The Montreal-based company lost $22.1 million, or 60 cents a share for the fourth quarter that ended December 31, compared with a loss of $323.3 million, or $8.83 a share, for the same time a year earlier.
Its stock fell 3.0 percent to 48.5 Canadian cents.
Soon before the market closed, S&P ratings service said it was lowering the long-term corporate credit rating on MEGA Brands Inc. to ‘D’ (default) from ‘CC’.
“The downgrade and withdrawal follow the completion of the company’s recapitalization transaction on March 30, which included the repayment of debt below par,” said Standard & Poor’s credit analyst Lori Harris.
“Under Standard & Poor’s criteria, we view an exchange offer at a discount by a company under substantial financial pressure as a distressed debt exchange and tantamount to a default,” S&P said in a statement.
S&P also said it was withdrawing all ratings on MEGA Brands and its subsidiaries.

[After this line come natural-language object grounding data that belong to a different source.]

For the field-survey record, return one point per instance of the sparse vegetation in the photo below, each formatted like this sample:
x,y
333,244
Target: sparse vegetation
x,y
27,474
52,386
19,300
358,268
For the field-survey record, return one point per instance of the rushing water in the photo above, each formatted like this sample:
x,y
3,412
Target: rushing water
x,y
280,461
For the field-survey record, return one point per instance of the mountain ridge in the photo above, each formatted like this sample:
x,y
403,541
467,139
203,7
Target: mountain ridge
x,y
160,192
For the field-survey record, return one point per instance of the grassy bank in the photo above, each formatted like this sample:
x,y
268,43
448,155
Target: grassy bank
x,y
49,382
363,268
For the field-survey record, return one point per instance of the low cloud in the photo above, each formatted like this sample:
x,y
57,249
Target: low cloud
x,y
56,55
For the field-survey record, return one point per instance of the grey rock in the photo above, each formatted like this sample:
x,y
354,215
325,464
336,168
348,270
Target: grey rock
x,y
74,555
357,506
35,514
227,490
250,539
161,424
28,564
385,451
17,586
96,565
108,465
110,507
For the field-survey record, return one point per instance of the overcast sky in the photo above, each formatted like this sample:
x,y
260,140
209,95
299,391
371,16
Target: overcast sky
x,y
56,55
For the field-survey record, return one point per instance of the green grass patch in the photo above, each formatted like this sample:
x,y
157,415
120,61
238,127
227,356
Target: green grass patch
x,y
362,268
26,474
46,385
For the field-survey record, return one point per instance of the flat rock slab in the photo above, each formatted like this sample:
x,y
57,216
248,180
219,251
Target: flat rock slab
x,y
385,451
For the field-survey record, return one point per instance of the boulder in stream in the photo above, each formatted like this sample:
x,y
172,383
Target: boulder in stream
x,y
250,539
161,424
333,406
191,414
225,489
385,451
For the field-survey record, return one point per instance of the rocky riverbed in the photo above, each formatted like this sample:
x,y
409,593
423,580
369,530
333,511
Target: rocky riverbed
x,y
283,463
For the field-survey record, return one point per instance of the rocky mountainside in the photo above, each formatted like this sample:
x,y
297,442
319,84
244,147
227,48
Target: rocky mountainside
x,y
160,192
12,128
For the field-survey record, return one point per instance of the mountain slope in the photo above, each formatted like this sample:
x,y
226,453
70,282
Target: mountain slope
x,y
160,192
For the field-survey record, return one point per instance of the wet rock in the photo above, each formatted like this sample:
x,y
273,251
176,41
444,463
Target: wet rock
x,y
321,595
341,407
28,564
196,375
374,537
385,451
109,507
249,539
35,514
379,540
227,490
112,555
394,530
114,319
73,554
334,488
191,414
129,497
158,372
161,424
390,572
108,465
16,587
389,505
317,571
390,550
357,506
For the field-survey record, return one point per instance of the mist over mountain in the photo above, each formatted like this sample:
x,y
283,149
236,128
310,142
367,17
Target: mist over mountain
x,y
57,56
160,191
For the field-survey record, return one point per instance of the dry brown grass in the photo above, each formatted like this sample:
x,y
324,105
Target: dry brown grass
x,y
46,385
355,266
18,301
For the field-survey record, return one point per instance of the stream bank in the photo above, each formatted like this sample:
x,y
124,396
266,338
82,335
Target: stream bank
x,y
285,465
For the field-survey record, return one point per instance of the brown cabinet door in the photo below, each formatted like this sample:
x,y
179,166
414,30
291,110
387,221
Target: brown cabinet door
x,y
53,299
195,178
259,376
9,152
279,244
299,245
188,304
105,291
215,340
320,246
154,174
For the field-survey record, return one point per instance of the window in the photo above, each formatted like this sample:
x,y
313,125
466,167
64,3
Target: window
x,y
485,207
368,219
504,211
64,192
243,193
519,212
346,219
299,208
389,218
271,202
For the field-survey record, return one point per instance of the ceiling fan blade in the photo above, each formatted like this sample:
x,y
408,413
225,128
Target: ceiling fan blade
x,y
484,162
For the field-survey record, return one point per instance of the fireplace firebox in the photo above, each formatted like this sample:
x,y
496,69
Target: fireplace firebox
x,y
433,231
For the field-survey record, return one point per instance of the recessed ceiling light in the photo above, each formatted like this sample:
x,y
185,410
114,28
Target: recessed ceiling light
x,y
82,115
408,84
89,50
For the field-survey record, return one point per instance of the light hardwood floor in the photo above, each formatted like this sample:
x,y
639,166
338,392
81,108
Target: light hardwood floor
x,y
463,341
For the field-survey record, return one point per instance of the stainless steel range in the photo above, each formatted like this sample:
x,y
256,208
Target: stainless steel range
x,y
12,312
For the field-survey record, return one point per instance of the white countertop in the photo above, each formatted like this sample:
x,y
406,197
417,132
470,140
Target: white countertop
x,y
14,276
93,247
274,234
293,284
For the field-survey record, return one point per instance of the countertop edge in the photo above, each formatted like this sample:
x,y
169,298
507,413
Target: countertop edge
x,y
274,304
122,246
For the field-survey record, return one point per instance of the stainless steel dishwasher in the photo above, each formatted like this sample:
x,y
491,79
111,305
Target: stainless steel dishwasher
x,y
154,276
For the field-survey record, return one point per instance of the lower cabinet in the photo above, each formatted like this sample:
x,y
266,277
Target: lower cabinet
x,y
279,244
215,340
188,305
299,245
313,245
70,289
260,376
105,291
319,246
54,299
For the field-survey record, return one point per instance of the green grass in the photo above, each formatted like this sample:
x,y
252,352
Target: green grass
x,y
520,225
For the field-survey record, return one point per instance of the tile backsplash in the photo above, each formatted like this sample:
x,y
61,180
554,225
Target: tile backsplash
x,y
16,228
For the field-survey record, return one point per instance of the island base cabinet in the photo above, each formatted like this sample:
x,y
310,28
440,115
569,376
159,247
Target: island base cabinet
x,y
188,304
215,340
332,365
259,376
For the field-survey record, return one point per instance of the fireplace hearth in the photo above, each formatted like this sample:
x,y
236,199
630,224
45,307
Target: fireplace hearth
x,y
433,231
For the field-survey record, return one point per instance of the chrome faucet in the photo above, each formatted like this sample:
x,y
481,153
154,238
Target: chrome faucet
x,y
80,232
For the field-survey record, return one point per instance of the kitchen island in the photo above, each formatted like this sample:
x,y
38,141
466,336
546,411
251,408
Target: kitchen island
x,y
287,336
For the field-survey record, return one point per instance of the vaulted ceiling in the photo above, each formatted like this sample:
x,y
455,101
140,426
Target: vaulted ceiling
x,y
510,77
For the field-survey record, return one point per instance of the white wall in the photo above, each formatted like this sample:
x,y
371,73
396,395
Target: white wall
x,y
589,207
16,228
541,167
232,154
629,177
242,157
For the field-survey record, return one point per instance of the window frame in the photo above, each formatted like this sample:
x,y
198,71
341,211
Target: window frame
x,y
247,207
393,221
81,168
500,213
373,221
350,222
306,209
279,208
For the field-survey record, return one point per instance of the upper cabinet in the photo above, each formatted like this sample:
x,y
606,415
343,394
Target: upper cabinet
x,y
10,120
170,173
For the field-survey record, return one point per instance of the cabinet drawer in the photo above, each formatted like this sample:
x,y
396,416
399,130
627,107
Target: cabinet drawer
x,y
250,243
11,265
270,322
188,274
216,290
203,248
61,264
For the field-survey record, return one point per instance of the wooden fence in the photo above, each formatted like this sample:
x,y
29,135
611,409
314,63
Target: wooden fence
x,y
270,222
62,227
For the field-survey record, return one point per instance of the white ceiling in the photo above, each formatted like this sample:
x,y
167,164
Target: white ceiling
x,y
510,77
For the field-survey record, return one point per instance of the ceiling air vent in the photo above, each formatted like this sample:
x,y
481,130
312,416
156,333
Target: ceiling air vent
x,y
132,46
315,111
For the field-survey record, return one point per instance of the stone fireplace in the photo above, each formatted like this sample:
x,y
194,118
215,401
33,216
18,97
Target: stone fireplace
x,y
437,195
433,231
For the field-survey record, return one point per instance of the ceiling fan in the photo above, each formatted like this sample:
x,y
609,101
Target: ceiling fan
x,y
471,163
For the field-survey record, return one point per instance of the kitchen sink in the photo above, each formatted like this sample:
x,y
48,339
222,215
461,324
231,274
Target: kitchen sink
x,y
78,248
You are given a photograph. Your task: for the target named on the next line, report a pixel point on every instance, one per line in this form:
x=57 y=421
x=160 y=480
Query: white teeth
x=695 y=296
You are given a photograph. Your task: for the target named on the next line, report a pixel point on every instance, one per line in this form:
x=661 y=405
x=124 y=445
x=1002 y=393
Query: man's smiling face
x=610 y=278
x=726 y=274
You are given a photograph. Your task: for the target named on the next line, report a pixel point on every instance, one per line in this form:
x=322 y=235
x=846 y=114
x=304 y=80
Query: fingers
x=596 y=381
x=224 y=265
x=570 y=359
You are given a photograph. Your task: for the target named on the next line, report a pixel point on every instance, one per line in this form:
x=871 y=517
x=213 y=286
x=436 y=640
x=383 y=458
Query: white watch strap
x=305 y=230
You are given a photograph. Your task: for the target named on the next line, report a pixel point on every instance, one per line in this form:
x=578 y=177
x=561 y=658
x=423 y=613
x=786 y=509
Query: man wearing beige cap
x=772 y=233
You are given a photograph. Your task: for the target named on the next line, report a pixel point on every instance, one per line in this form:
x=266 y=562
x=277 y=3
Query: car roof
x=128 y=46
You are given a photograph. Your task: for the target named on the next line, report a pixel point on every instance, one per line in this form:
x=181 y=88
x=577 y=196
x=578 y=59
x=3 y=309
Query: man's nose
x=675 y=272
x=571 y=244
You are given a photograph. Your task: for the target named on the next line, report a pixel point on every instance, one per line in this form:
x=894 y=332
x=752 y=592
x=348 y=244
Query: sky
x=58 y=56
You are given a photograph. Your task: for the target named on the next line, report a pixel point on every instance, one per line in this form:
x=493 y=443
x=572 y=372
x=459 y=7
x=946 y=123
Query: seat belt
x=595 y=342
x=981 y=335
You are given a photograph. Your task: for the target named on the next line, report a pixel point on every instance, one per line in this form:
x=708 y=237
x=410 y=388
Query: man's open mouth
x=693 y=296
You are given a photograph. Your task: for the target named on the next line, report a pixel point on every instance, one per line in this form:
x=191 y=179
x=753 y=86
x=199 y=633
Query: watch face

It lowered the issue-level rating on the company’s and its subsidiaries’ senior secured bank debt to ‘D’ from ‘C’.
MEGA Brands said net sales increased 6 percent to C$107.3 million, compared to C$101 million in year-earlier period for the first increase in year-over-year net sales since the first quarter of 2007.
Also this week, Fairfax Financial Holdings Ltd said it acquired a 19.7 percent share of the company.